High-grade debt issuance by the oil and gas sector was on track to set a new record of approximately $106 billion in 2012, surpassing the prior high of $104 billion set in 2009. Similarly attractive conditions may lie ahead for prospective oil and gas issuers in 2013.

“Energy is viewed as the asset class of choice in fixed income,” says Greg Hall, head of natural resources debt capital markets at Barclays.

He attributes record issuance to both industry-specific and technical factors.

With attractive expected drilling economics, integrated oil and E&P issuers are “locking in near record-low long-term rates” as they set capital budgets focused on continued oil and liquids-rich production growth.

In addition, “there is huge technical demand, as investors continue to pour money into the sector,” says Hall. “Investors are drawn to the relative safety of the asset class and the fact that these are familiar companies with assets in the ground. And there is still an opportunity to pick up yield, even at these coupons.”

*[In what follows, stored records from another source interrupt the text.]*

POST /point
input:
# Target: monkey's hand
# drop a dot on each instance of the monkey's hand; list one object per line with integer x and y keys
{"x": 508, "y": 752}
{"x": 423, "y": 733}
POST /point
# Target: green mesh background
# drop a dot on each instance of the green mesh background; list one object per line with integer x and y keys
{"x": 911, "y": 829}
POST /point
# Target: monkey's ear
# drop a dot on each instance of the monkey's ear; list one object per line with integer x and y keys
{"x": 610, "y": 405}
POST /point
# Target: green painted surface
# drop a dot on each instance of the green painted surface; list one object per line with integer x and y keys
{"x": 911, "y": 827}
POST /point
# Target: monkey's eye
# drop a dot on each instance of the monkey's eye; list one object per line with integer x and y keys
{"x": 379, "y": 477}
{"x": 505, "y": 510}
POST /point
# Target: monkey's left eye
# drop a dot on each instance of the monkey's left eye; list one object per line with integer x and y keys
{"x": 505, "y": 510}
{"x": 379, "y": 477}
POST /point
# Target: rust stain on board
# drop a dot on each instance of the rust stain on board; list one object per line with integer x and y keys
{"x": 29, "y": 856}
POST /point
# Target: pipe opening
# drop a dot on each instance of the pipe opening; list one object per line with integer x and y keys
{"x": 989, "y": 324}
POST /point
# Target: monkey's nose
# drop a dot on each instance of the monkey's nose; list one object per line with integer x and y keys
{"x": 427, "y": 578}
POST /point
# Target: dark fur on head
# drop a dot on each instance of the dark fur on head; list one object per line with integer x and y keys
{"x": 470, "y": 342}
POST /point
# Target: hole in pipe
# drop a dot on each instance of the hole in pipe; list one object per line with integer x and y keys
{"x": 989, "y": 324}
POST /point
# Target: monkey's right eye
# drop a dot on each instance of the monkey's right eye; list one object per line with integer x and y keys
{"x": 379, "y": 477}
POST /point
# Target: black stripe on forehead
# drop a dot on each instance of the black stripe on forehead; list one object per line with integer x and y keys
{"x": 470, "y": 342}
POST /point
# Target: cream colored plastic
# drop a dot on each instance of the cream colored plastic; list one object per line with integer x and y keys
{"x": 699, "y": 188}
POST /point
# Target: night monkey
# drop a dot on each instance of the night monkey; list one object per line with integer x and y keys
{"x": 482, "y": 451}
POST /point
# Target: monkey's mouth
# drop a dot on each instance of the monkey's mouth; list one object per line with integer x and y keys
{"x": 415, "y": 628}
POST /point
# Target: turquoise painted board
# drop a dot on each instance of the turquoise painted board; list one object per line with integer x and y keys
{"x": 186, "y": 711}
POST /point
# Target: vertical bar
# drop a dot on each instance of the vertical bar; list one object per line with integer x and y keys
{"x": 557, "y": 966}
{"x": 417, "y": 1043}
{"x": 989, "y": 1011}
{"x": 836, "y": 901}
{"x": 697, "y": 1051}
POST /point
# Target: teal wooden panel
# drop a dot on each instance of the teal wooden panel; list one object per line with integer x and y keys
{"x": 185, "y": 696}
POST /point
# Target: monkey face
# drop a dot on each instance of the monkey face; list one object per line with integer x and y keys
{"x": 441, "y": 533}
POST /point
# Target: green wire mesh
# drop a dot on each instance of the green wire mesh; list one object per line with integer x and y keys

With Federal Reserve policy “keeping treasury rates artificially low, coupled with technical demand driving spreads tighter, we have a confluence of events here that is awfully attractive for issuers, and they are taking advantage of it in record numbers.”

Energy issuer coupons are in the lowest 1% of energy debt issued over the past 10 years, with five of the six lowest coupons issued in November-December of 2012, according to Barclays.

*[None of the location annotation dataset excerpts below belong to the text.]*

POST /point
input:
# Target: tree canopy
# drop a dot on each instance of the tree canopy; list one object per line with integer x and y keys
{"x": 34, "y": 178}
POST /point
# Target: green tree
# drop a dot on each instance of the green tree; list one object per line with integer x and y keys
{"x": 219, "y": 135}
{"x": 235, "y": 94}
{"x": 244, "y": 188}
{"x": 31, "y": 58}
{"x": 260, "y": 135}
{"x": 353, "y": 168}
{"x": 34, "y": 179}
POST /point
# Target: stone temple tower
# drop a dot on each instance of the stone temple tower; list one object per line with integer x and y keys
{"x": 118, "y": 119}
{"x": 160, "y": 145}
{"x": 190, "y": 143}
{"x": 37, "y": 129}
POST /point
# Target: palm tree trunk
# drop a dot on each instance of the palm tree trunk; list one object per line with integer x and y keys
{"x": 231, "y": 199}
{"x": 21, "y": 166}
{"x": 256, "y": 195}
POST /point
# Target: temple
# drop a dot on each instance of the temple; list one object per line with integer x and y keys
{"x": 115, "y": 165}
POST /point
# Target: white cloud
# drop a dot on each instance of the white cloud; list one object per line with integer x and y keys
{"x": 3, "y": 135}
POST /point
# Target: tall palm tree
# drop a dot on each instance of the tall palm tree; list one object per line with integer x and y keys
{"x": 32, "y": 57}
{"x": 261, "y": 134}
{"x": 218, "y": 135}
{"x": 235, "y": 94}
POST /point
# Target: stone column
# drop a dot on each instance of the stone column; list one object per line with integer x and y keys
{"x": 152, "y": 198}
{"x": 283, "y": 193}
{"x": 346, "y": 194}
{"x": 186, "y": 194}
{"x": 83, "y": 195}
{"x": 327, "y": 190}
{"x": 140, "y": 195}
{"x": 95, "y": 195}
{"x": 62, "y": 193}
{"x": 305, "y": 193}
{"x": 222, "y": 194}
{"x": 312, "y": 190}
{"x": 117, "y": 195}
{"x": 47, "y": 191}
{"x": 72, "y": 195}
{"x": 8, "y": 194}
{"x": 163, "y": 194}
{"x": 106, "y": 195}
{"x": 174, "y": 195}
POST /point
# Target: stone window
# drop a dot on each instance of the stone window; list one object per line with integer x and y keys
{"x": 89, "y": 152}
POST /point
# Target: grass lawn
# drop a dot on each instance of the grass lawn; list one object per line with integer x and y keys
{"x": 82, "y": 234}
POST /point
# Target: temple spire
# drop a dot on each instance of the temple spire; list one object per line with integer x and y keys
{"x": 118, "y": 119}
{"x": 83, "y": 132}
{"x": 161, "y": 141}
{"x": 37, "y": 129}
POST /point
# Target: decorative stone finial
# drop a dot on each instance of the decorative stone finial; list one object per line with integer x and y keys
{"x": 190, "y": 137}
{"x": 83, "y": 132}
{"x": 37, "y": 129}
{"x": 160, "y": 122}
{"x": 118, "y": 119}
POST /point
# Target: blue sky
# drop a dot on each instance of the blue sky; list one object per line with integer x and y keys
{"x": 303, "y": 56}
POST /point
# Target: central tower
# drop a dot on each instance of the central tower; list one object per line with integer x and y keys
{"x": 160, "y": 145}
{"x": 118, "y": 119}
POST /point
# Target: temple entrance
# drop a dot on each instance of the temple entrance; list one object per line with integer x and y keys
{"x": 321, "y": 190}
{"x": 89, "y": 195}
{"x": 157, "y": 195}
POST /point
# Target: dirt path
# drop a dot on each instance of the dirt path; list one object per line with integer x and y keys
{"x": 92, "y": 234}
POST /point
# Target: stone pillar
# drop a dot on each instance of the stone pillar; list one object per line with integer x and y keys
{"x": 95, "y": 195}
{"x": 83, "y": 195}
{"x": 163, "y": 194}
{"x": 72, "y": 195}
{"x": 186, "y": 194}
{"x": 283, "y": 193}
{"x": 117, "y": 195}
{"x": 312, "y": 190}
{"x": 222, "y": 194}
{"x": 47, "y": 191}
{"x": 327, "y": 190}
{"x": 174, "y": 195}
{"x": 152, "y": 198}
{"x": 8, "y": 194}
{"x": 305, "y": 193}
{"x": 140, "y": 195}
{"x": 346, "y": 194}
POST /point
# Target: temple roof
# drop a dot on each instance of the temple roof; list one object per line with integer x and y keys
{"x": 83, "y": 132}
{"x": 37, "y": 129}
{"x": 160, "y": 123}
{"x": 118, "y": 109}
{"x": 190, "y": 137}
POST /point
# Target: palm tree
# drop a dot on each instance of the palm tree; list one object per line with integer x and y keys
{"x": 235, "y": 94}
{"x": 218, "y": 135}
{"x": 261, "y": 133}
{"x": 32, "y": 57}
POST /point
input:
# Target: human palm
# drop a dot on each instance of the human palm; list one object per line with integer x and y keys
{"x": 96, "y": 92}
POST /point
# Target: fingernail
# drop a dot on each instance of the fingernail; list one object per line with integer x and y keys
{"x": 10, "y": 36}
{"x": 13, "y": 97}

Energy issuance has been active across subsectors. For example, in the E&P sector, ConocoPhillips in December issued two debt tranches ($1 billion apiece, one five-year and one 10-year) at coupons of 1.05% and 2.40%, while offshore drilling contractor Rowan Companies issued two tranches ($200 million of 10-year, $400 million of 30-year) at 4.875% and 5.40%.

Midstream has also been well represented as infrastructure buildout expands to serve growing shale plays. Plains All American issued two tranches ($400 millon of 10-year, $350 million of 30-year) at 2.85% and 4.30%.

What’s the outlook for 2013?

“We expect 2013 to be active again,” says Hall. “Capex budgets continue to increase, and non-U.S. issuers view the U.S. dollar market favorably from a cost perspective. The wild card will likely remain acquisition financing volume.”